Este panorama se alterou a partir do projeto da chamada parceria civil, e com o fortalecimento de entidades e organizações não-governamentais que labutam pelos direitos civis e políticos de gays, lésbicas e travestis; e o enfraquecimento do discurso dos movimentos de esquerda sem bandeiras tradicionais (como a do socialismo), para adotar os da proteção da subjetividade e a liberdade comportamental. Além disso, a transformação dos padrões culturais acerca da masculinidade, da posição de homens e mulheres na sociedade - processo profundo e de repercussões imprevisíveis mas frutíferas - abriram espaço à vida erótica dissonante dos monolíticos referenciais da outrora intocada e inabalável visão do mundo heterossexual (1) .
Hoje são mais freqüentes as decisões sobre variados aspectos da homoafetividade, construindo-se repertórios que alimentam as demandas e que despertam estudos. São numerosas publicações, nas quais especialistas se debruçam sobre flagrantes destas uniões, o que contribui para a mudança do paradigma que sustentava o farisaísmo e a indiferença no manejo de tema relevante.
Uma das controvérsias diz respeito à partilha do patrimônio havido por homossexuais de vida comum, ora solvida nas regras do direito obrigacional, como se fora uma sociedade de fato.
Na linha do entendimento dominante, o parceiro tem direito a receber a metade do patrimônio adquirido pelo esforço comum, reconhecida a existência de sociedade de fato com os requisitos do art.1.363 do Código Civil, aceitando-se uma mútua obrigação de combinar ânimos para lograr fim. Eis que a negativa da incidência de dita regra tão ampla e clara significa prevalecer princípio moral (respeitável) que recrimina o desvio de preferência sexual, desconhecendo a realidade que esta união, embora criticada, existe e produz efeito de natureza obrigacional e patrimonial que o Direito Civil comum abarca e regula.

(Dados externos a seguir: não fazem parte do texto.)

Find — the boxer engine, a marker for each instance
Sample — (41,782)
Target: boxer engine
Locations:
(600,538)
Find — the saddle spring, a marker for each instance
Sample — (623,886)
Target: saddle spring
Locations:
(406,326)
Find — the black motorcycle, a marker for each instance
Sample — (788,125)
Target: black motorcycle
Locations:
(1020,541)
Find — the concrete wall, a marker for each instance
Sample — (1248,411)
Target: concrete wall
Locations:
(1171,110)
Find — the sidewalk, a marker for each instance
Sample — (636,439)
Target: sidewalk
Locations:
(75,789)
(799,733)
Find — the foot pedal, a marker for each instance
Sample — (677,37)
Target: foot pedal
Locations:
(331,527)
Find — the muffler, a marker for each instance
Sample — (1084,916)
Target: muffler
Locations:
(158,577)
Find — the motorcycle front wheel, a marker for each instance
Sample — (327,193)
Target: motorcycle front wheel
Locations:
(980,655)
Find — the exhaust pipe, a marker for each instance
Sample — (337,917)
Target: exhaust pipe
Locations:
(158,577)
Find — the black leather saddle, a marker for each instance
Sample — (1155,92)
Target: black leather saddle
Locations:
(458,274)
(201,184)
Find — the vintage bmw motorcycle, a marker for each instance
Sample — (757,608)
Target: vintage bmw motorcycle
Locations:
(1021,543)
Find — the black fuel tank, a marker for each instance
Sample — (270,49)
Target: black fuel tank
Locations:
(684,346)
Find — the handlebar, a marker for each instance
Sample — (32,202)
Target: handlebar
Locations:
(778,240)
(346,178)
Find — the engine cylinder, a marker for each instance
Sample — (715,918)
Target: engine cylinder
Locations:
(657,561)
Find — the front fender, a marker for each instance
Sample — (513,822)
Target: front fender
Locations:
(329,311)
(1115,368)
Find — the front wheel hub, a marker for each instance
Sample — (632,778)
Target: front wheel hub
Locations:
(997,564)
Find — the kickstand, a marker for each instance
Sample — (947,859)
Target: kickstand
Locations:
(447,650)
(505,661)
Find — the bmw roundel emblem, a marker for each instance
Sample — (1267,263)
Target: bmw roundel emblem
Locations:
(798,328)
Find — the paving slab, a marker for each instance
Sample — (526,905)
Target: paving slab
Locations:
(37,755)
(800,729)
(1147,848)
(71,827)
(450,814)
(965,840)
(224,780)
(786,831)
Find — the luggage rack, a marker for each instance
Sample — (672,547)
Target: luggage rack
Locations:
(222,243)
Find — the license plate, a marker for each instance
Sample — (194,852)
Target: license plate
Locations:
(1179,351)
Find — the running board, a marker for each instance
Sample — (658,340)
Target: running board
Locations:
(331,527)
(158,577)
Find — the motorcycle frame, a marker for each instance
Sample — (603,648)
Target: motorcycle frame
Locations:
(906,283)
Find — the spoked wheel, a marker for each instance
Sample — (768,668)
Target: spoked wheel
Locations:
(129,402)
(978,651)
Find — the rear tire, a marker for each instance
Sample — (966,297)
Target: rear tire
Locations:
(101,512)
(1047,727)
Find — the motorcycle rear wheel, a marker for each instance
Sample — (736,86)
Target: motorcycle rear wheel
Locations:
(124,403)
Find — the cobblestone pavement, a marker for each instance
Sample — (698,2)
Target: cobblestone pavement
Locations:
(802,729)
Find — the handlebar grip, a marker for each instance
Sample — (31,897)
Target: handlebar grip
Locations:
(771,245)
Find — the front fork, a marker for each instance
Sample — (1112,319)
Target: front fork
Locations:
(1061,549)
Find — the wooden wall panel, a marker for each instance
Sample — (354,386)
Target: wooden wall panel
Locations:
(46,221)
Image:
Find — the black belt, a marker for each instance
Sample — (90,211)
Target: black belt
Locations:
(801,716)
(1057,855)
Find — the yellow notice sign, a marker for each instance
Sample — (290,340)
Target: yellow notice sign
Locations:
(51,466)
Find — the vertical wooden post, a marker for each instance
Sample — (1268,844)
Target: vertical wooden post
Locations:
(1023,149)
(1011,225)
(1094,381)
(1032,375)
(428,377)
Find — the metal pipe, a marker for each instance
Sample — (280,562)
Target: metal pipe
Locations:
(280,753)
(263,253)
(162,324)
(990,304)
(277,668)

O Direito, segundo a decisão, não regula sentimentos. Contudo, dispõe sobre os efeitos que a conduta determinada por esse afeto pode representar como fonte de direitos e deveres, criadores de relações jurídicas previstas nos diversos ramos do ordenamento, algumas ingressando no Direito de Família - como o matrimônio e, hoje, a união estável -, outras ficando à margem dele, contempladas no Direito das Obrigações, das Coisas, das Sucessões, mesmo no Direito Penal, quando a crise da relação chega ao paroxismo do crime, e assim por diante. (2)
A inclusão da discussão no direito obrigacional é iterativa, achando, alguns tribunais, que o concubinato de dois homens, como se casados fossem, é uma relação esdrúxula que até contrasta com a alegada sociedade de fato,(3) ou mesmo não gera direitos, embora a coabitação.(4)
O objetivo desta meditação é discutir a relação homossexual como entidade similar à união estável.
Costuma-se objetar que a relação homoerótica não se constitui em espécie de união estável, pois a regra constitucional e as Leis n. 8.971/94 e 9.278/96 exigem a diversidade de sexos.
Neste sentido, argumenta-se que a relação sexual entre duas pessoas capazes do mesmo sexo é um irrelevante jurídico, pois a relação homossexual voluntária, em si, não interessa ao Direito, em linha de princípio, já que a opção e a prática são aspectos do exercício do direito à intimidade, garantia constitucional de todo o indivíduo (art. 5º, X), escolha que não deve gerar qualquer discriminação, em vista do preceito da isonomia.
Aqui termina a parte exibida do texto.